Rosamund had drawn her down to the side of the bed; now Grace paused, grasped Rosamund's hand, bent towards her, and whispered, hoarsely,

"Miss Rose, houses don't catch on fire that a way less'n somebody sets 'em!"

They looked at each other mutely for what seemed an eternity, sharing and accepting the horrid significance of it. At last Rosamund, shaking off the spell with a sharp indrawing of the breath, drew Grace to her, held her, everything else forgotten save that here was an agony greater than her own.

For a long hour they sat there talking, planning. Grace was torn between her sense of righteousness and her love for Joe, fanned anew as it was by his present need of her protection.
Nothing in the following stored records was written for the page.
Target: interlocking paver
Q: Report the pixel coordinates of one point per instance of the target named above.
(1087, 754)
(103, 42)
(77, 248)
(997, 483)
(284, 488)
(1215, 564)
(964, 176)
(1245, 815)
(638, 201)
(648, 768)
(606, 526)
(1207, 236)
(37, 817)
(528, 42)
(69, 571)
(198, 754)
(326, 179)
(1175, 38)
"I thought I had stopped carin' for him," she whispered. "But this—this ain't like the—other thing—you know what I mean. That didn't hurt anybody but himself, and it wasn't anybody else's business, not the Gov'ment's nor anybody's. But this is different. They—they hang for this, I reckon!"

Rosamund shuddered. "Grace, no one must know of it! No one must know!"

"I heard Pap Cary say they was to be an inquiry."

"It is my house. I can stop anything of that sort. I have no insurance on it, and there will be no one to press the inquiry if I don't. No one must know, Grace."